Further Actions to Take in the Future?
As the 2019 OSCE/ODIHR hate crime data well demonstrates, hate crimes targeting minority groups, namely racial, ethnic ones, have become a certain trend during recent years and have been steadily increasing in terms of its numbers. This status quo leaves us with the inevitable question of our day; what measures can we take to stop this hate crimes trend? Needless to say, this is not the easiest question to find an answer to, but the one thing that does not go away is the striking reminder that every action against racism, xenophobia, and all types of inhumanity matters, no matter how big or small they are. In order to bring the largest possible number of people altogether to participate in anti-racism, anti-xenophobia movements, an international campaign organized by various NGOs is more than necessary, such as the European Action Week Against Racism by UNITED, which will take place this upcoming March 2021. Throughout this campaign, UNITED aims to bring all individuals interested in celebrating diversity and standing firm against racism and xenophobia.
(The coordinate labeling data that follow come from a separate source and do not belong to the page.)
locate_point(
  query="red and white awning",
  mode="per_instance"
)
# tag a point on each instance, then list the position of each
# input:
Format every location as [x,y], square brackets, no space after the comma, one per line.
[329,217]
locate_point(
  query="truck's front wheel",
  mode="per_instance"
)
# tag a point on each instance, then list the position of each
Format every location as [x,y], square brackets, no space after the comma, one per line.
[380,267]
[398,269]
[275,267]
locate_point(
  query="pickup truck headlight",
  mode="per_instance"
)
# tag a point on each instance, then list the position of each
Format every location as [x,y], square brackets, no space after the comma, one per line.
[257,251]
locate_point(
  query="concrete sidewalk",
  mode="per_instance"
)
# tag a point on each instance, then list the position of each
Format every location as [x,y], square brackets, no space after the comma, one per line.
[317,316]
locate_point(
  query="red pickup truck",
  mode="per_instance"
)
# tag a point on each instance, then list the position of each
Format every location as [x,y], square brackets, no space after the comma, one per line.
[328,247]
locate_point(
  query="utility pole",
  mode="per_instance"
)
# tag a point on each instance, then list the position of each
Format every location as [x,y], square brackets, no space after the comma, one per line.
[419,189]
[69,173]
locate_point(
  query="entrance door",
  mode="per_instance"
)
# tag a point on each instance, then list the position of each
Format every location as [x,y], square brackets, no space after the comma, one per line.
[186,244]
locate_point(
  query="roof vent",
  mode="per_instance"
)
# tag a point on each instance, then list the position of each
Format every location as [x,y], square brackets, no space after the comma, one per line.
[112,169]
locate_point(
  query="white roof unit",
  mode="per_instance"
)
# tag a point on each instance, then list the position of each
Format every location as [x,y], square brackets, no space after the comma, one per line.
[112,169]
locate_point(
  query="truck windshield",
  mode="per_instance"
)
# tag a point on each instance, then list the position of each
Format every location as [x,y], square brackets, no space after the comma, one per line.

We are well aware that putting an end to racism and xenophobia, namely represented by hate crimes, is not an easy task; but we are more than willing to take a chance on it and believe that #StayingUnited is the one and only solution to this challenge.
By Jaerin Kim
Jaerin is a current intern at UNITED for Intercultural Action. Originally from Busan, South Korea, she is now studying Political Theory and History in Reims, France, as part of the Dual BA program between Sciences Po Paris and the University of British Columbia.